Ils mirent quinze jours à faire une centaine de kilomètres, ayant été arrêtés, tantôt par Budja, le chef de leur escorte, qui les suppliait de revenir auprès de Mtesa, tantôt par Kamrasi, qui ne tenait pas à ce qu’ils arrivassent avec cette même escorte, et qui espérait, à force d’ordres et de contre-ordres, la fatiguer et l’obliger à sortir de son royaume. Il réussit. Budja laissa les deux voyageurs et emmena vingt-huit wanguanas armés qui abandonnèrent lâchement leur maître, parce qu’ils le croyaient en danger, après l’avoir suivi pendant deux ans. Le 8 septembre, ils arrivèrent à la résidence de Kamrasi, située sous le 1° 38’ de latitude nord et le 29° 54’ de longitude est. Elle s’élève à la jonction du Mwarango, que les Wanyoros (habitans de l’Unyoro) appellent Kafu, et du Nil, et se compose d’un groupe de huttes d’une construction lourde, larges à la base, aplaties au sommet et dépourvues de toute proportion. Après un moment d’attente, un officier arriva qui les conduisit à leur logement, C’étaient de misérables cases construites au beau milieu du Kafu et d’une révoltante malpropreté.
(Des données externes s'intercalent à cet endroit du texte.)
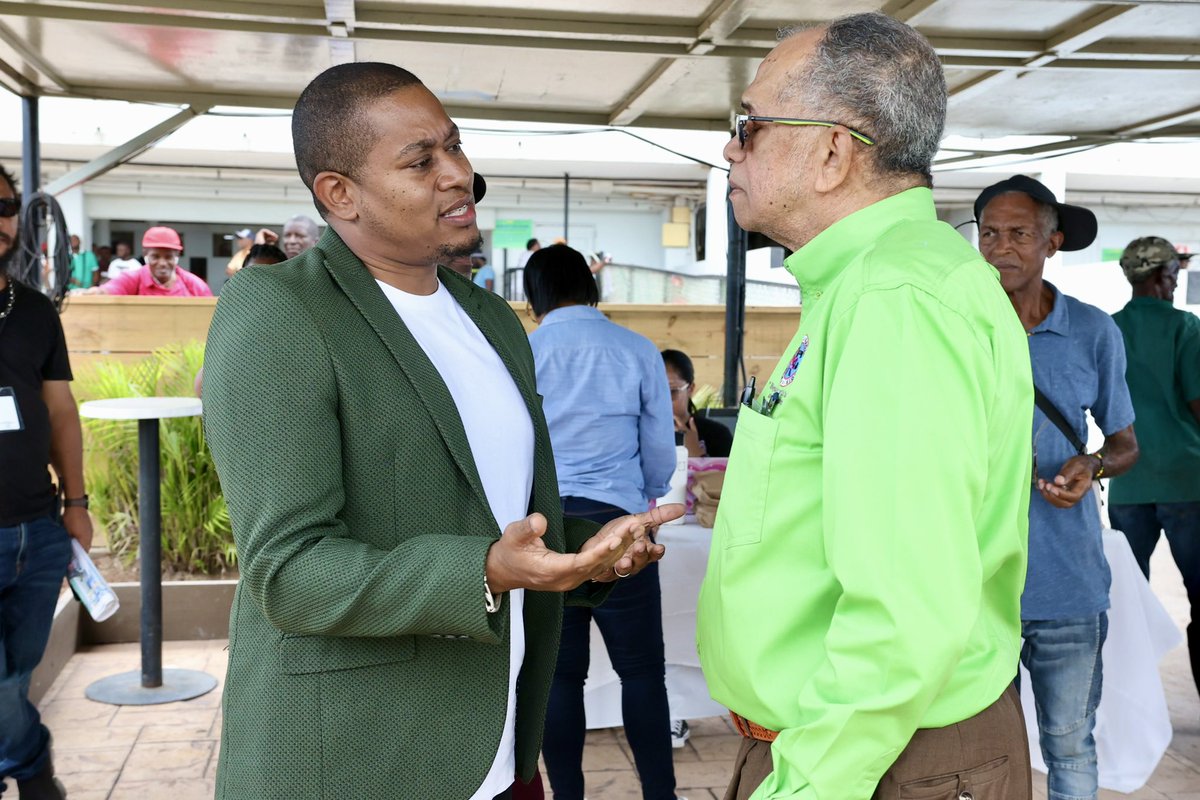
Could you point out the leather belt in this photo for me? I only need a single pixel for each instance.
(751, 729)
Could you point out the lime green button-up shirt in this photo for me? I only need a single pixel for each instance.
(870, 547)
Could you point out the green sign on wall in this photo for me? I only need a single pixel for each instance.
(513, 233)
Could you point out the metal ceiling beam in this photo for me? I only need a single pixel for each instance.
(489, 112)
(1161, 122)
(121, 154)
(15, 82)
(640, 98)
(1065, 42)
(719, 19)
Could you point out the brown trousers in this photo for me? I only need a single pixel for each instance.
(983, 758)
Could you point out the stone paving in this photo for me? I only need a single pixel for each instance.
(105, 752)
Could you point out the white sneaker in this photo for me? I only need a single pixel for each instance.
(679, 733)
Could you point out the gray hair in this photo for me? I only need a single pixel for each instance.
(1048, 216)
(882, 78)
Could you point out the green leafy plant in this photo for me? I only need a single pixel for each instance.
(196, 531)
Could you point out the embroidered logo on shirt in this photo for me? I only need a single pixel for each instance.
(795, 364)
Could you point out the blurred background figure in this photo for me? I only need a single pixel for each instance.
(161, 276)
(84, 266)
(243, 240)
(1162, 493)
(123, 262)
(609, 414)
(532, 247)
(701, 435)
(299, 234)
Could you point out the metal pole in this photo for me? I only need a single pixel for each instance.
(150, 552)
(735, 306)
(30, 149)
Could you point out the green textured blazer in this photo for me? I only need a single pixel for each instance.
(363, 663)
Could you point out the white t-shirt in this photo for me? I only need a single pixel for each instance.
(119, 265)
(501, 435)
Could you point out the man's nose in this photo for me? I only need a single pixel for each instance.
(733, 150)
(457, 174)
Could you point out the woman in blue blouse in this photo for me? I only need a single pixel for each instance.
(609, 409)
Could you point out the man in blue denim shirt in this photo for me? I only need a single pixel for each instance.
(1079, 364)
(609, 411)
(39, 427)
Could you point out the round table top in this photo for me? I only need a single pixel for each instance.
(141, 408)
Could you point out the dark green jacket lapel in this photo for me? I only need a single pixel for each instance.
(355, 281)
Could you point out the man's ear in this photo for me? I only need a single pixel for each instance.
(835, 154)
(339, 194)
(1054, 244)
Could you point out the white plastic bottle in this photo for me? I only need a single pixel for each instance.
(678, 491)
(89, 584)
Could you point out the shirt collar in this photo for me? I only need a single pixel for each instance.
(571, 312)
(1151, 302)
(1059, 319)
(819, 263)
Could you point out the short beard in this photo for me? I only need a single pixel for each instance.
(447, 253)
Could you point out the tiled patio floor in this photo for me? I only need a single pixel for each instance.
(169, 751)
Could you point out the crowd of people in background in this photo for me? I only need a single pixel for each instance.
(869, 593)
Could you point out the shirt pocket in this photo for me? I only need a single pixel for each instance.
(743, 505)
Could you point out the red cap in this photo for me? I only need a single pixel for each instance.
(163, 238)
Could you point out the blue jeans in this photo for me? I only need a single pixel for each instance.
(631, 624)
(1066, 673)
(34, 559)
(1143, 525)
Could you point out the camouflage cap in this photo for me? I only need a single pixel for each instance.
(1146, 254)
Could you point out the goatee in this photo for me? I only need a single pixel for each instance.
(447, 253)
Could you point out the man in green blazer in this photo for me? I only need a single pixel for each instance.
(376, 425)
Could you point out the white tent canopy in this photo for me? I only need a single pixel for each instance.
(1095, 70)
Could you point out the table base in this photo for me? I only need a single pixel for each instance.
(126, 689)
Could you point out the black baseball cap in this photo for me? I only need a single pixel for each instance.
(1077, 223)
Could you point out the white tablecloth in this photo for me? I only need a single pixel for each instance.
(1132, 725)
(1132, 728)
(679, 573)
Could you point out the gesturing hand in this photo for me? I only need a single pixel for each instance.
(1071, 483)
(643, 551)
(520, 559)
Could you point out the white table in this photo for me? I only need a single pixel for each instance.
(153, 684)
(1132, 729)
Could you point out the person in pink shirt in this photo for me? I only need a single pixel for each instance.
(161, 276)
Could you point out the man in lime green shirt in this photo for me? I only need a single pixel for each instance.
(1162, 492)
(861, 614)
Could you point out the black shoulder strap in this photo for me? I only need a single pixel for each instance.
(1059, 420)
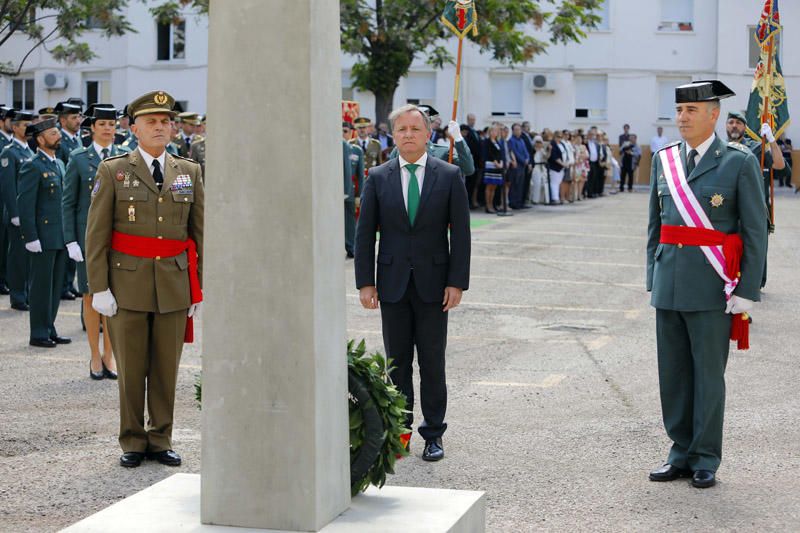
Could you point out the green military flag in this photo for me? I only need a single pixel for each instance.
(768, 101)
(460, 16)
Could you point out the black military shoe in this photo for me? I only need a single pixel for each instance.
(43, 343)
(167, 457)
(131, 459)
(669, 472)
(704, 479)
(433, 450)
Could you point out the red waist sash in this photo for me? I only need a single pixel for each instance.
(732, 248)
(150, 248)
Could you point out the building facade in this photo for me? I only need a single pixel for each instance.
(623, 72)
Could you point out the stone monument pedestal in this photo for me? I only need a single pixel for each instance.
(173, 506)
En s’apercevant de la pénible impression que la vue de ces tristes réduits faisait sur les voyageurs, l’officier voulut bien leur promettre qu’on leur en fournirait de meilleures. Ils restèrent dix jours sans pouvoir, obtenir une audience du roi, malgré des demandes réitérées. Ainsi le voulait sans doute l’étiquette ; mais, pour les engager à prendre patience, le roi chargeait chaque matin un de ses pages de leur dire « qu’il entendait leur cri, » c’est-à-dire qu’il prenait un sérieux intérêt à leur bien-être. Comme il faisait appeler chaque jour Bombay et s’entretenait volontiers avec lui, le capitaine lui fit dire que, s’il avait quelque répugnance à les recevoir parce qu’ils étaient blancs, ils.se noirciraient le visage et se couperaient les cheveux, ou bien, s’il l’aimait mieux, ils lui enverraient leurs présens et partiraient pour Gani.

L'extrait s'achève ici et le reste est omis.